Bab 16 - Gerah

41 17 4
                                    

SYAKIRA

Aku melangkah memasuki kamar Ryan dengan wajah ditekuk. Tampak Ryan duduk di kursi meja belajar tengah bermain game online di tabletnya.

"Ketuk dulu, Ra," ujarnya sekilas menatapku lalu kembali melihat layar tabletnya.

"Dek," panggilku dan menjatuhkan diri ke kasur milik Ryan.

"Jangan sekali-kali lo manggil gue adek,"

Jadi gue manggil dia abang gitu? Ya kali.

"Jijik gue, Ra. Geli. Agak berat aja gue terima kenyataan kalau ternyata gue ini adek lo," sambungnya.

Aku duduk sejenak untuk menghadiahi Ryan lemparan bantal yang berhasil mengenainya dan kembali menjatuhkan diri

"Ryan," panggilku memelas.

"Apa, Ra?" Ryan mematikan tabletnya lalu memutar kursi menghadapku. "Berat banget masalah lo? Jelek banget itu muka,"

"Lo beneran gak mau nonton final voli?" tanyaku melirik jam yang ada di atas nakas, sekitar sejam setengah lagi pertandingan akan dimulai.

"Gak dikasih Mama lo nonton?"

"Karena lo gak mau nemenin gue. Udah gue bilang gue bisa sendiri naik ojek juga gak dikasih,"

"Sekolah lo juga sih, kenapa coba harus masuk final. Kalo enggak kan lo gak perlu repot-repot nonton."

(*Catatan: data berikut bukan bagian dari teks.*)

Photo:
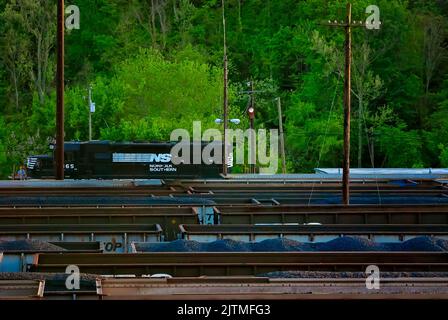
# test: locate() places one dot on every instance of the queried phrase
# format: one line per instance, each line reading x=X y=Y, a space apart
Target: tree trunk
x=360 y=115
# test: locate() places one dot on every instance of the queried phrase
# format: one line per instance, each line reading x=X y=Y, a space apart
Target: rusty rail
x=194 y=264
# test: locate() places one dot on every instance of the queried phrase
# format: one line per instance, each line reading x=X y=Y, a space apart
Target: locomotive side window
x=102 y=156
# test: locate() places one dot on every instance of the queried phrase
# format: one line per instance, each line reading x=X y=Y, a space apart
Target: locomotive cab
x=40 y=166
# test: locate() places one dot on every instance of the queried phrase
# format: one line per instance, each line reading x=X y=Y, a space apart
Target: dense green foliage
x=156 y=65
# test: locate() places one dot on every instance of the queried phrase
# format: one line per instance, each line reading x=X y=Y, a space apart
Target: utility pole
x=347 y=106
x=252 y=127
x=347 y=25
x=224 y=147
x=90 y=113
x=59 y=152
x=282 y=137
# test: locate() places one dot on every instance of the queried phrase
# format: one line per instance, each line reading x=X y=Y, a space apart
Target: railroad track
x=265 y=288
x=195 y=264
x=170 y=216
x=232 y=288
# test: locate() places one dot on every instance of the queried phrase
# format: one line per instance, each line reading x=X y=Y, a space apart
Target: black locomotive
x=127 y=160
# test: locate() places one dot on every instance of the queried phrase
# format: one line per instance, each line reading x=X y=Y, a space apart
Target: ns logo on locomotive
x=127 y=160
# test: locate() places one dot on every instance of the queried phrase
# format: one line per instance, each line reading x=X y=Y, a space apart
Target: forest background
x=156 y=65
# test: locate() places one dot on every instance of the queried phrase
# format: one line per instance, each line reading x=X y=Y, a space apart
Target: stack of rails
x=196 y=264
x=310 y=233
x=169 y=217
x=236 y=205
x=231 y=192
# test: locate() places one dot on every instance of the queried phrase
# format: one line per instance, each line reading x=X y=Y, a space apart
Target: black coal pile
x=280 y=245
x=227 y=245
x=288 y=245
x=424 y=244
x=28 y=245
x=337 y=275
x=174 y=246
x=350 y=244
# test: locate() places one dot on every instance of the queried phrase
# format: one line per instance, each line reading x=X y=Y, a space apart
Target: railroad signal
x=251 y=113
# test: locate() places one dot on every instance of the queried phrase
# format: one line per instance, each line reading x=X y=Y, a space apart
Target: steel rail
x=252 y=232
x=265 y=288
x=237 y=263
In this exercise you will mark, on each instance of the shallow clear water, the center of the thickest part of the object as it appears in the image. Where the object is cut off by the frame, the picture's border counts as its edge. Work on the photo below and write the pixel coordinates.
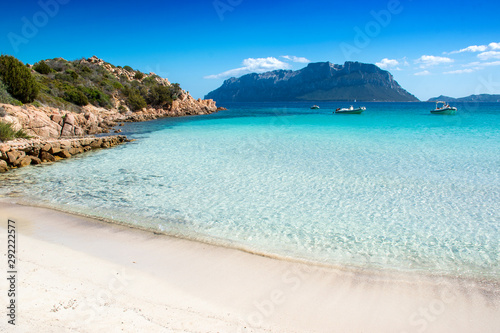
(395, 187)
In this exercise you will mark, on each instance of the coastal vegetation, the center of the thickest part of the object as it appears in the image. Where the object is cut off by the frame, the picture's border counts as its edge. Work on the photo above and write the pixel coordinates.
(18, 80)
(71, 85)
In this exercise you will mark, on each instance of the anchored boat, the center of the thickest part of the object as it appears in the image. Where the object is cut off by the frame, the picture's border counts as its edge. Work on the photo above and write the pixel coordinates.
(443, 108)
(350, 110)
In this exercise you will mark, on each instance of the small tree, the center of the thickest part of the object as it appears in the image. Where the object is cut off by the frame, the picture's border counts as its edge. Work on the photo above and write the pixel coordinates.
(18, 79)
(76, 97)
(138, 76)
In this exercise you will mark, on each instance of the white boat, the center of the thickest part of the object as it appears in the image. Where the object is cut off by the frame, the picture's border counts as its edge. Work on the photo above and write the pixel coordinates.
(350, 110)
(444, 108)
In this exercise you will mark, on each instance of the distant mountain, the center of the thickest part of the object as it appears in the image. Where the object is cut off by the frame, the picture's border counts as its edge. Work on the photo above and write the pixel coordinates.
(471, 98)
(322, 81)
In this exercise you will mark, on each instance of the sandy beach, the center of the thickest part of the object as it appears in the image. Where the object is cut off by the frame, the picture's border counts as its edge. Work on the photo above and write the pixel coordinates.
(77, 274)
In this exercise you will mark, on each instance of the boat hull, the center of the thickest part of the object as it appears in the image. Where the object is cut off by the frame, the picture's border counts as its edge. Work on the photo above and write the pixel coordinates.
(348, 111)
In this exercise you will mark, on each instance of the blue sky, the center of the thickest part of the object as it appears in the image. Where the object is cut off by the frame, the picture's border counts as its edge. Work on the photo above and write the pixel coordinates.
(431, 47)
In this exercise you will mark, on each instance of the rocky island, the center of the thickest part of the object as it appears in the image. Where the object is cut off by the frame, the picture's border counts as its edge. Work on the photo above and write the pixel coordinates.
(321, 81)
(48, 110)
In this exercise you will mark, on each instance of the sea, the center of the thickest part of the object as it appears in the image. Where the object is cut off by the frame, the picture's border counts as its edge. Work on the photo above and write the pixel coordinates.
(393, 189)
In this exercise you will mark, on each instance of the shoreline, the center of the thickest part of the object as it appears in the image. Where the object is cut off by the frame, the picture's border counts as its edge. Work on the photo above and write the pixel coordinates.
(67, 264)
(354, 269)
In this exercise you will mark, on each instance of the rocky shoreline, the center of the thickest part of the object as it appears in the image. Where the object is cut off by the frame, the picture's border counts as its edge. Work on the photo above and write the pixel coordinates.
(21, 153)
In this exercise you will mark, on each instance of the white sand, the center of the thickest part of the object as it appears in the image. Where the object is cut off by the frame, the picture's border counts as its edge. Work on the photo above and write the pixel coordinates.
(82, 275)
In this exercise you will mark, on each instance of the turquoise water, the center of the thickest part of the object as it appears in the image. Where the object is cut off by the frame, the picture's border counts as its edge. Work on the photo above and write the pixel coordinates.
(393, 188)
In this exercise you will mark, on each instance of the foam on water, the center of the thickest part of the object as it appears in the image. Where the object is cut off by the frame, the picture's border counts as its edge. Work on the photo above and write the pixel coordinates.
(393, 188)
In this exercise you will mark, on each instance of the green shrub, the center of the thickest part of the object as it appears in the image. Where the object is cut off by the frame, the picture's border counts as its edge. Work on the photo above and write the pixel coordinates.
(159, 95)
(8, 133)
(117, 85)
(84, 69)
(135, 100)
(76, 97)
(150, 80)
(18, 79)
(43, 68)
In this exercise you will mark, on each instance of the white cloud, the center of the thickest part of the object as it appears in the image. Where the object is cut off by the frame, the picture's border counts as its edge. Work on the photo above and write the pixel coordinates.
(252, 65)
(478, 64)
(297, 59)
(422, 73)
(494, 46)
(472, 48)
(489, 55)
(427, 61)
(387, 63)
(493, 63)
(460, 71)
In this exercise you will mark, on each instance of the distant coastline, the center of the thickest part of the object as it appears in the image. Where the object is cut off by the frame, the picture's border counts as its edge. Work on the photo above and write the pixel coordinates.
(482, 98)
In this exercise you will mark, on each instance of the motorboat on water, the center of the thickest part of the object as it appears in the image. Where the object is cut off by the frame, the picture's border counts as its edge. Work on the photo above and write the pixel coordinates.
(443, 108)
(350, 110)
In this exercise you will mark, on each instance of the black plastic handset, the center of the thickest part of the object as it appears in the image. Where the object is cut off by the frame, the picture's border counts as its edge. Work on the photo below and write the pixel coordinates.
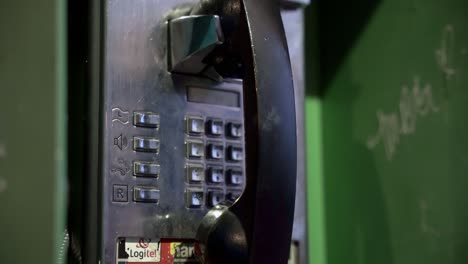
(257, 228)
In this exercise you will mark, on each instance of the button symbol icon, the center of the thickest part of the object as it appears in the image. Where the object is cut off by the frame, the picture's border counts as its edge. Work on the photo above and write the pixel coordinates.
(120, 193)
(120, 115)
(122, 168)
(121, 142)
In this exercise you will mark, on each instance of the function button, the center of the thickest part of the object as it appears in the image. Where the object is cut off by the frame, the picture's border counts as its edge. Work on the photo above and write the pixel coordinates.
(120, 193)
(195, 125)
(195, 149)
(215, 174)
(214, 198)
(145, 169)
(235, 177)
(146, 144)
(195, 173)
(193, 198)
(235, 153)
(146, 119)
(215, 151)
(234, 130)
(145, 194)
(215, 127)
(233, 196)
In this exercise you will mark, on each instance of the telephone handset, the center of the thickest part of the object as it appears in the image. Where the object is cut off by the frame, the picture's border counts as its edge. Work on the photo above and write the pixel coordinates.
(199, 141)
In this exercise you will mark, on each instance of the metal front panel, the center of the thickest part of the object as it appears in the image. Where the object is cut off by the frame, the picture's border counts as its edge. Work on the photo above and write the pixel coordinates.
(136, 80)
(293, 21)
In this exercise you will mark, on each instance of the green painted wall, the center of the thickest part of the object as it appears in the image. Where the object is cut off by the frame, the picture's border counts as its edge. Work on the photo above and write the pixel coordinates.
(387, 131)
(32, 130)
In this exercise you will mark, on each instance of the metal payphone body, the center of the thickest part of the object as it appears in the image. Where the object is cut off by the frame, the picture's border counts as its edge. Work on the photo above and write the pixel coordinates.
(172, 135)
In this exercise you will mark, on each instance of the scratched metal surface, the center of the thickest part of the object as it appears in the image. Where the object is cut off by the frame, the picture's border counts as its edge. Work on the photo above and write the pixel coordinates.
(136, 79)
(394, 77)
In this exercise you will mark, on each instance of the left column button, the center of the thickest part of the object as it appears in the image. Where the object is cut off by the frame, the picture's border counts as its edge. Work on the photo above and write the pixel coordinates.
(120, 193)
(146, 119)
(146, 144)
(145, 194)
(145, 169)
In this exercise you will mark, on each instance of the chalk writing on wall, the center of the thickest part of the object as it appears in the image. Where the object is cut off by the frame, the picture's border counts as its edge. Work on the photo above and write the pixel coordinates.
(416, 101)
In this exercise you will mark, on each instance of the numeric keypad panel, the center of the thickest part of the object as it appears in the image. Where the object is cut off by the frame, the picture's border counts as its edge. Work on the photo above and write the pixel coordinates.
(217, 153)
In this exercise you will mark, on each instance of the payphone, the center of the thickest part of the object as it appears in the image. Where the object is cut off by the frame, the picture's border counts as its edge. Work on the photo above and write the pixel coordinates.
(193, 156)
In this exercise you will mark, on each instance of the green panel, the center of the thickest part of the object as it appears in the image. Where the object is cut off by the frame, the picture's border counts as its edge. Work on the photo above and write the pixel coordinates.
(32, 130)
(393, 124)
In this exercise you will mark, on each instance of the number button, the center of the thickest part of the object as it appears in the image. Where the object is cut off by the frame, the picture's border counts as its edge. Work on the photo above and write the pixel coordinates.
(195, 125)
(214, 198)
(194, 198)
(235, 153)
(235, 177)
(234, 130)
(195, 173)
(215, 128)
(215, 174)
(215, 151)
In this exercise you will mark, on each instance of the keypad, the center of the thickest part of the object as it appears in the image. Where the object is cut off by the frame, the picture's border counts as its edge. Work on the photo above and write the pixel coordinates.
(215, 151)
(214, 198)
(215, 174)
(234, 130)
(215, 127)
(195, 125)
(235, 153)
(235, 176)
(214, 161)
(195, 173)
(195, 149)
(194, 198)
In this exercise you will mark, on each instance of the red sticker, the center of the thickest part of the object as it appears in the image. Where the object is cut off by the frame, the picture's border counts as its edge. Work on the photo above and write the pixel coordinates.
(164, 251)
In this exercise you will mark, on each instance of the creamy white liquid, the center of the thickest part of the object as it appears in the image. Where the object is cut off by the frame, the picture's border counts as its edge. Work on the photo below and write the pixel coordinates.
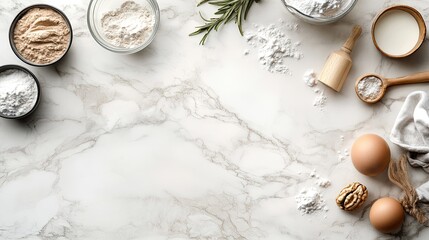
(396, 32)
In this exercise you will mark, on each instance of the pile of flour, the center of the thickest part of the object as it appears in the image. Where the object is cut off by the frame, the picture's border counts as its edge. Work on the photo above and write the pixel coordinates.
(310, 199)
(18, 93)
(320, 8)
(310, 79)
(129, 26)
(370, 87)
(274, 47)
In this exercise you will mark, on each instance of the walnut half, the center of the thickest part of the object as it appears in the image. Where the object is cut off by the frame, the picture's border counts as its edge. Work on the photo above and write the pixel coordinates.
(352, 196)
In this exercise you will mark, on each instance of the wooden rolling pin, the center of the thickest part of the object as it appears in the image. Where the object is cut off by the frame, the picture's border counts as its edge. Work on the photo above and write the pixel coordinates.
(338, 64)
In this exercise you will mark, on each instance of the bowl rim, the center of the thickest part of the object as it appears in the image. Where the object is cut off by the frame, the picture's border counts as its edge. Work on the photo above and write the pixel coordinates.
(106, 45)
(321, 21)
(415, 14)
(19, 16)
(39, 92)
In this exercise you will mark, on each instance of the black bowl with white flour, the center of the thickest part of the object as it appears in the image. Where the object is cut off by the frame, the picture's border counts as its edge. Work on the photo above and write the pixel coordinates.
(123, 26)
(19, 92)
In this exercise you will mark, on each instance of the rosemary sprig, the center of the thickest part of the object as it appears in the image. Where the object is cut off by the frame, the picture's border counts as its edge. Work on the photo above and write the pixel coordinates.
(228, 10)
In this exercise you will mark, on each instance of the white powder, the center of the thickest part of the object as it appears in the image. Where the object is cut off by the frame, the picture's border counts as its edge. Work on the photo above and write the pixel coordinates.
(18, 93)
(310, 200)
(310, 78)
(273, 48)
(323, 182)
(320, 8)
(129, 26)
(369, 88)
(320, 100)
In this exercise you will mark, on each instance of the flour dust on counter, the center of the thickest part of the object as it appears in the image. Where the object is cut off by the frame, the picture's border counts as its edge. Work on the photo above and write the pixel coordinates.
(319, 8)
(310, 200)
(310, 80)
(274, 47)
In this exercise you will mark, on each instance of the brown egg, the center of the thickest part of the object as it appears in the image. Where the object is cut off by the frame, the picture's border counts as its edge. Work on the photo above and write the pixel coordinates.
(370, 154)
(386, 215)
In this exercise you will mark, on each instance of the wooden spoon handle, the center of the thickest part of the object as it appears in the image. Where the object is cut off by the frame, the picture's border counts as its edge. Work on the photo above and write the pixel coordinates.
(349, 44)
(415, 78)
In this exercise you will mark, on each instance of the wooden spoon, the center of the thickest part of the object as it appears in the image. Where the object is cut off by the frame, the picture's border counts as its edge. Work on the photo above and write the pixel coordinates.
(387, 82)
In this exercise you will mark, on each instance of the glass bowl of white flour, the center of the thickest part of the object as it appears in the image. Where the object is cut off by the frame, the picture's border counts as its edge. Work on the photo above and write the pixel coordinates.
(319, 11)
(123, 26)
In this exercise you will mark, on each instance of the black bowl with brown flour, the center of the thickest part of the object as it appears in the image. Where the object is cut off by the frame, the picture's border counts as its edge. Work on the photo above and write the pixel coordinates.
(40, 35)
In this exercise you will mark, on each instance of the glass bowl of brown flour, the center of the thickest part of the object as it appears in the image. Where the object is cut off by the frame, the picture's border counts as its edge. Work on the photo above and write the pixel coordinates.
(40, 35)
(123, 26)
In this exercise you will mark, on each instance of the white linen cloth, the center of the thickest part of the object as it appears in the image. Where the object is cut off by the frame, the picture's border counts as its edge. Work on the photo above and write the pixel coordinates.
(411, 132)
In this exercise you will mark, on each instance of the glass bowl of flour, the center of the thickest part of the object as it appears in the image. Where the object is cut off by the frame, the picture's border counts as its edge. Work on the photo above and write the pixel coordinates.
(123, 26)
(319, 11)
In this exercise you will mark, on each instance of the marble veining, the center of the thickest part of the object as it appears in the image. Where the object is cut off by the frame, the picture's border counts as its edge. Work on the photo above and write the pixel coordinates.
(182, 141)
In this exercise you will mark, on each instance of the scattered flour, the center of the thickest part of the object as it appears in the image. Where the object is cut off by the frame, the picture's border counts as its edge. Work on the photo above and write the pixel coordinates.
(310, 78)
(310, 200)
(323, 182)
(369, 88)
(320, 8)
(320, 100)
(273, 47)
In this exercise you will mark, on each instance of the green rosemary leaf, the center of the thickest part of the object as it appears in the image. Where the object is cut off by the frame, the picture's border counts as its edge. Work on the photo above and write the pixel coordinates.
(202, 2)
(227, 11)
(248, 6)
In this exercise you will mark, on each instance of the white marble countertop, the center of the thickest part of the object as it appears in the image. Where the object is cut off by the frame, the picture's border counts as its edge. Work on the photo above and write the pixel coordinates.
(182, 141)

"Gak gitu ya konsepnya, Ry!" Aku beralih untuk duduk dan melipat kaki di atas kasur Ryan. "Lo pengen nonton band, gue turutin ikut. Sekarang lo gak ngerasa utang budi?"

Ryan menggeleng, "Enggaklah!" ujarnya beranjak memungut bantal dan kembali melemparnya padaku. Ryan tidak benar-benar ingin melempar sebagai balas dendam, hanya agar aku menangkap dan meletakkan kembali bantal ke tempat semula. "Biar gue ngomong sama Mama,"

"Gue udah minta ijin sendiri, gak dikasih. Apalagi lo wakilin,"

"Gue yakin dikasih. Siap-siap sana," ujar Ryan yakin dan meninggalkanku sendirian di kamarnya.

Aku berdecak dan ikut keluar kamar Ryan. Menutup pintu kamarnya dengan kasar lalu beralih masuk ke kamarku, sementara Ryan berjalan menuruni anak tangga.

Hapeku yang kuletakkan di atas meja belajar berdering, menandakan ada panggilan masuk. Nama Disa tertera.

"Halo, Dis,"

"Ra, pake yang ada unsur putih ya."

"Gue gak bisa, Dis,"

"Maksudnya?"

"Gue gak dapat ijin buat keluar,"

Terdengar helaan napas Disa yang gue yakin dia kecewa sama gue. Tapi, bisa apa memangnya gue kalau Mama udah bilang gak boleh keluar.

"Yaudah deh, Ra,"

"Maaf, sampein buat Karin juga," ujarku dan memutus sambungan telepon.

Sangat disayangkan memang malam ini aku harus melewatkan pertandingan final Karin.

Ponselku kembali bergetar menandakan pesan masuk. Nama Dirga tertera.

Pake hoodie. Bawa punya gue juga.

Hanya itu.

Iya, pesannya hanya itu. Apa tidak sebaiknya dia bertanya dulu gue pergi atau enggak?

"Ra!" panggilan Ryan dari luar kamar mengalihkan perhatianku dari ponsel. "Boleh masuk gak?"

"Masuk aja,"

Ryan tidak sepenuhnya masuk, hanya melongokkan kepalanya saja. "Belum ganti baju?"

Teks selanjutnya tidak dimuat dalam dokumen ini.